Hiszpański duet Suzuki dosiądzie sprawdzonego modelu GSX-RR, na którym Rins i Andrea Iannone imponowali w poprzednim sezonie serią finiszów na podium. Przebojowy Włoch nie do końca – zdaniem szefa ekipy – pasował jednak do wizerunku zespołu, dlatego musiał zrobić miejsce dla Mira.

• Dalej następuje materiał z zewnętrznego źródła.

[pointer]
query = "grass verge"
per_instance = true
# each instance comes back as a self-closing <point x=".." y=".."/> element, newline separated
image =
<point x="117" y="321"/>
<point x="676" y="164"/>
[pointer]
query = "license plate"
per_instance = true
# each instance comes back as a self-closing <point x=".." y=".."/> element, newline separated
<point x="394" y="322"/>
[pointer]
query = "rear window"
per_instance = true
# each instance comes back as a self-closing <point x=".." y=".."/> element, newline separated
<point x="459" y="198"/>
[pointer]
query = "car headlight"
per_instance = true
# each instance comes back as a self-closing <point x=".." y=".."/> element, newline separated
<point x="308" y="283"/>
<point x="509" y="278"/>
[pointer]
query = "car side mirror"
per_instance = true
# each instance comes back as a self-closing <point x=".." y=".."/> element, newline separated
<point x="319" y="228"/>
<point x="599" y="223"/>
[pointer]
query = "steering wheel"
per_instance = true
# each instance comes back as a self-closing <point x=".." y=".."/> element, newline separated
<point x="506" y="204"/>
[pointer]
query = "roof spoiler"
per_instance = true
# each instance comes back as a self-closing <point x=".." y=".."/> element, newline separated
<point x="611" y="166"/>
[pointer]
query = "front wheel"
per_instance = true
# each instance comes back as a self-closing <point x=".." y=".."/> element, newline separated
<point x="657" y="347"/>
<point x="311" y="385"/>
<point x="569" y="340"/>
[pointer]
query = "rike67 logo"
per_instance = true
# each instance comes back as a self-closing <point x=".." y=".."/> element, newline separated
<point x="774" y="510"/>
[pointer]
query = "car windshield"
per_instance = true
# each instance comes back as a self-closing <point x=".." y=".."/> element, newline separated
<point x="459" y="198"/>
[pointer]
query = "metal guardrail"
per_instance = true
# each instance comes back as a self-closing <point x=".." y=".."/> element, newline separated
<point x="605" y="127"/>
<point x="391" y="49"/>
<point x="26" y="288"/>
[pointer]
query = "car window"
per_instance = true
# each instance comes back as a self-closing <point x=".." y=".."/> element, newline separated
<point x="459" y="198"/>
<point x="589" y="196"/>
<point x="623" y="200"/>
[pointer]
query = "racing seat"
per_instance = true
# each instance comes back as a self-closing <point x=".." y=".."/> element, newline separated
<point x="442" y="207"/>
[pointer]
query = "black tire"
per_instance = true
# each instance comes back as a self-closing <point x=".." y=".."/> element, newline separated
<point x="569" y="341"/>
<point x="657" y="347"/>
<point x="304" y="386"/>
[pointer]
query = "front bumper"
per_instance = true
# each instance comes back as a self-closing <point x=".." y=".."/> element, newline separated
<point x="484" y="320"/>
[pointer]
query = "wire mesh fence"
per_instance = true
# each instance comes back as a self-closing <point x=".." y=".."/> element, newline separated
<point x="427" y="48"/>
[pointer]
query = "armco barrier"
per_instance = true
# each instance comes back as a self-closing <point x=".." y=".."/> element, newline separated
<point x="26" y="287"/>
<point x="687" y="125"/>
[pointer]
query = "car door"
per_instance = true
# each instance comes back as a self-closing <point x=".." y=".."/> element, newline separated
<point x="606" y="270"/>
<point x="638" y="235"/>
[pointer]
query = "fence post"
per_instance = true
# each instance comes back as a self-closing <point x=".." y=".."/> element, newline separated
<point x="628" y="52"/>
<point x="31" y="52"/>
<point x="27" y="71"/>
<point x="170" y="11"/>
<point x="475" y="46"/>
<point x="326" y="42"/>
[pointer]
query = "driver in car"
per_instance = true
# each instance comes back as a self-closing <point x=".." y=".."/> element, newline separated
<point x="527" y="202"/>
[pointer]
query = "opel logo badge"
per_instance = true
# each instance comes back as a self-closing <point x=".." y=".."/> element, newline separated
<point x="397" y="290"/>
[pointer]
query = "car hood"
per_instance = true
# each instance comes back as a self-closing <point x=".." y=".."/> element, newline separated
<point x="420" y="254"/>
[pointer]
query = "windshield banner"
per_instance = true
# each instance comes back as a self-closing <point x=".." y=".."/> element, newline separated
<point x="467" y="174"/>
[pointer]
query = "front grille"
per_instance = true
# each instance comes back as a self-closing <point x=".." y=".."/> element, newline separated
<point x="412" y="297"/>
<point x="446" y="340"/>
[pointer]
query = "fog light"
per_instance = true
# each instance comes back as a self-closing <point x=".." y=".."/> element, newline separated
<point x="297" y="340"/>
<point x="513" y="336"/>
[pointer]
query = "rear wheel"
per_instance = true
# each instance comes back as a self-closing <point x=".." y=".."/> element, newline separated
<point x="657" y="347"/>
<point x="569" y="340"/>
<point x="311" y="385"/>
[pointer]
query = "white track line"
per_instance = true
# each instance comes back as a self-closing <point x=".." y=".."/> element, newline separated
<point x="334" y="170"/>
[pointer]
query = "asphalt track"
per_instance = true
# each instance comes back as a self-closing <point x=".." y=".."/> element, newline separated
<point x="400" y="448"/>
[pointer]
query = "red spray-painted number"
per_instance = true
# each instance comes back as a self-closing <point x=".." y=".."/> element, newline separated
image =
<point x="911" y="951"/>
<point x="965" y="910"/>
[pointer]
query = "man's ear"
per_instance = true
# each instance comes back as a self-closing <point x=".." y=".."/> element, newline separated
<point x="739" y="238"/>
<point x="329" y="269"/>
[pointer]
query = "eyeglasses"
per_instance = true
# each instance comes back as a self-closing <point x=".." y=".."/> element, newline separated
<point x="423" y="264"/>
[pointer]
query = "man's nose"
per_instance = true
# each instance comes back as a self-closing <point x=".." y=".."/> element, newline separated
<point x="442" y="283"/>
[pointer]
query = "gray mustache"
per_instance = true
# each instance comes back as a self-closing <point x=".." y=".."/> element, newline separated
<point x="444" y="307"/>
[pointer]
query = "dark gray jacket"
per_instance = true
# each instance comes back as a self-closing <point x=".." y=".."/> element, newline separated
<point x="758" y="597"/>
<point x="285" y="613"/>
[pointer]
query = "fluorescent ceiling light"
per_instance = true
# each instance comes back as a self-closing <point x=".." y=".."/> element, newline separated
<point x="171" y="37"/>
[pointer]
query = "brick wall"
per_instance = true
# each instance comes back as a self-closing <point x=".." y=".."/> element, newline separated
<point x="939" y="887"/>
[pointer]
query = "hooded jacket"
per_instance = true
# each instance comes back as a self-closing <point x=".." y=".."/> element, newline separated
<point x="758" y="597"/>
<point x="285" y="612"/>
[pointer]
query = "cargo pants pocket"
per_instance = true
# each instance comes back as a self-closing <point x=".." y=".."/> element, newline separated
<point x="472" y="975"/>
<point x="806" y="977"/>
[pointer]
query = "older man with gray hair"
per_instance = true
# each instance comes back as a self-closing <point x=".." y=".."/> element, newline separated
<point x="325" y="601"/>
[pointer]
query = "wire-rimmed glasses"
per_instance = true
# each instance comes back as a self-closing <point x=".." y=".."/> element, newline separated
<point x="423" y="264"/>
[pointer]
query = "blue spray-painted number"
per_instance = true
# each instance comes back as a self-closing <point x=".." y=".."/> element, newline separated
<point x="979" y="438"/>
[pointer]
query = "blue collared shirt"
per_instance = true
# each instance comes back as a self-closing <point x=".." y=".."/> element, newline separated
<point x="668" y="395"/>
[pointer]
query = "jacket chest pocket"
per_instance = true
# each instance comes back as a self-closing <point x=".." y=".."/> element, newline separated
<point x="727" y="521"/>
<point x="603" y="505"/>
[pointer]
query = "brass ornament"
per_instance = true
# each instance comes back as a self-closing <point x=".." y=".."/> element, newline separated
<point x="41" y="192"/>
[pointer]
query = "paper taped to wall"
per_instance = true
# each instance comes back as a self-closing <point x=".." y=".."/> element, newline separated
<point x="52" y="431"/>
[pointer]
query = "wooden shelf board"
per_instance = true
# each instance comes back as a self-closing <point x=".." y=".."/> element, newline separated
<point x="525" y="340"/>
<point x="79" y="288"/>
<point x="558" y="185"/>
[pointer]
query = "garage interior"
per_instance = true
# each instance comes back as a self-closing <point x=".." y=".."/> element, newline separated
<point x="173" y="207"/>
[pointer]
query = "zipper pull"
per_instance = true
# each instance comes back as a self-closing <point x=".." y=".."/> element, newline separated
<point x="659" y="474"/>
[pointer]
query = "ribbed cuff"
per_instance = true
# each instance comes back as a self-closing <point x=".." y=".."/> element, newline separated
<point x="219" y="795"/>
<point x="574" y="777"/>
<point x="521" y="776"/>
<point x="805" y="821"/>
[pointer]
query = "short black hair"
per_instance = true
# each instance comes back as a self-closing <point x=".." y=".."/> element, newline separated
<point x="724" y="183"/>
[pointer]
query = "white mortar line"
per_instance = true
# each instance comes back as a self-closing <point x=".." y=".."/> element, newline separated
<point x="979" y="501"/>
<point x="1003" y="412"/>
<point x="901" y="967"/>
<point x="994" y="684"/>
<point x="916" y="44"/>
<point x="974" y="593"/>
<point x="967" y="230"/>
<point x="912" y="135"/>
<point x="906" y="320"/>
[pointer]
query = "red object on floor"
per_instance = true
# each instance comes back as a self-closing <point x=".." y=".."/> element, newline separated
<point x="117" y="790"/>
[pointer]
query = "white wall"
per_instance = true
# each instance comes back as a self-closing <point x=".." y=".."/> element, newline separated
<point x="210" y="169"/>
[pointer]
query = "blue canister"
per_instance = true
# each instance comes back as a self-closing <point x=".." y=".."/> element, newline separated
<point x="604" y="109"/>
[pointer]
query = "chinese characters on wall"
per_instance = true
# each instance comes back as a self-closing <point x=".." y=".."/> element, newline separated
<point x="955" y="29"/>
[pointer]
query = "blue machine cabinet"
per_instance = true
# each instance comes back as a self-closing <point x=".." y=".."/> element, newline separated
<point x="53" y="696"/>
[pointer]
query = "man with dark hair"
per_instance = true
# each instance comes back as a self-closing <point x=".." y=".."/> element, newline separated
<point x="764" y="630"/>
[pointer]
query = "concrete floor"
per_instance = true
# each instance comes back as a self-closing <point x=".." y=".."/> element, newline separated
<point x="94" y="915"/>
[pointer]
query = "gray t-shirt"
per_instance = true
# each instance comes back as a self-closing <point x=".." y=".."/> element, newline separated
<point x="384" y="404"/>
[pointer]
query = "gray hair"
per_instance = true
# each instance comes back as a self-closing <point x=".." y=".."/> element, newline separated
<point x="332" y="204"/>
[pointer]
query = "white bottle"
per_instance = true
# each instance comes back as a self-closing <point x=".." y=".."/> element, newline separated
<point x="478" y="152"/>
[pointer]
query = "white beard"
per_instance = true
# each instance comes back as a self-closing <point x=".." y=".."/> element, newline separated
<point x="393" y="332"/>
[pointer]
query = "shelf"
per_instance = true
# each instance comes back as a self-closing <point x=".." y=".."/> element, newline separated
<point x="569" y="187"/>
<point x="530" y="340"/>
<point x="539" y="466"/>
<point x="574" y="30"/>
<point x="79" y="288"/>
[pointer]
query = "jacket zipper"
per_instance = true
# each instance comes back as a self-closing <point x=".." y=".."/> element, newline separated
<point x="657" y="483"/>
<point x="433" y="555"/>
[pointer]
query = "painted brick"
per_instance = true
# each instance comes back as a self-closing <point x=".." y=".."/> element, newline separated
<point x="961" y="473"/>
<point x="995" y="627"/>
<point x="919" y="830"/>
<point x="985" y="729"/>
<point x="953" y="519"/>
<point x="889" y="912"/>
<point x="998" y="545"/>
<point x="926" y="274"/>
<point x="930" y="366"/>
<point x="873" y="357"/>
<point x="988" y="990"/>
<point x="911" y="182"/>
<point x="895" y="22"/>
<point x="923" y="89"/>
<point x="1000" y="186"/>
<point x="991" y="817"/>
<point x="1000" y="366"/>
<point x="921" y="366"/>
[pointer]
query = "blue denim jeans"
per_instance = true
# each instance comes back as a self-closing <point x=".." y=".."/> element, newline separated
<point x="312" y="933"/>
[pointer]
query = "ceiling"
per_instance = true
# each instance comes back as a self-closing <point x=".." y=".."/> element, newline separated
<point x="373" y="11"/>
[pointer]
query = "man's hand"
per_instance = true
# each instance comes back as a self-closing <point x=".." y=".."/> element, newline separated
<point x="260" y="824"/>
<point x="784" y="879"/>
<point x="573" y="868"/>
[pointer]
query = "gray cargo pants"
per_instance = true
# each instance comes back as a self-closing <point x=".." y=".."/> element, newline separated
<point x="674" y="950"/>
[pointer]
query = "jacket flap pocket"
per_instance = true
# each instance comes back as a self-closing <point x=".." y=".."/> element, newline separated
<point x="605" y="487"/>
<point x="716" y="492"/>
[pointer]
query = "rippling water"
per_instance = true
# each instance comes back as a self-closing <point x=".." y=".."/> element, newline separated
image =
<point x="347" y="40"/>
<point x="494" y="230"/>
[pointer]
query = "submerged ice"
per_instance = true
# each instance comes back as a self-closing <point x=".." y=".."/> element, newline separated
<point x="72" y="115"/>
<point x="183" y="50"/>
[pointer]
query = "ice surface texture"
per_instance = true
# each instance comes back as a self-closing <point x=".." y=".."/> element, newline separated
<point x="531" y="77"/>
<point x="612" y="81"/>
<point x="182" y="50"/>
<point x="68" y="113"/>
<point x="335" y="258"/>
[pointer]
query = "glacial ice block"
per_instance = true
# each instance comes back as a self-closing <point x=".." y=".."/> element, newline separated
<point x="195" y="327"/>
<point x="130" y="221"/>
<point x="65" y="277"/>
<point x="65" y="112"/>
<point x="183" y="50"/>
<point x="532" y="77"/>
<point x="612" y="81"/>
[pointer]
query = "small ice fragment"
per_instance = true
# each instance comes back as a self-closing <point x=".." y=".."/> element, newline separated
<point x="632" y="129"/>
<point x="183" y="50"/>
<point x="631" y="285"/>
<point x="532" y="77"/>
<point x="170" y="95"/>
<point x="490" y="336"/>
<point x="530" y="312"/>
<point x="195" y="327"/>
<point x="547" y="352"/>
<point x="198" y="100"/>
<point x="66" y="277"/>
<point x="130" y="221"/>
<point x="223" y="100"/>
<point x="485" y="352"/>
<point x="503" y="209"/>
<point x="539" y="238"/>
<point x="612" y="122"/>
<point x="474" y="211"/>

21-latek z Majorki, mistrz świata Moto3 z 2017 roku, trafia do MotoGP po zaledwie jednym sezonie w Moto2 i jak sam przyznaje; „To nie do końca prawda, że debiutanci nie czują presji..”. Z pewnością czuje ją także Rins, przed którym Brivio postawił jasny cel wskoczenia na szczyt podium najszybciej jak to możliwe.

suzukimotogp_002

Tak wyglądają nowe motocykle Suzuki GSX-RR – nie ma rewolucji zarówno jeśli chodzi o barwy, jak i kształty, ale może to i dobrze?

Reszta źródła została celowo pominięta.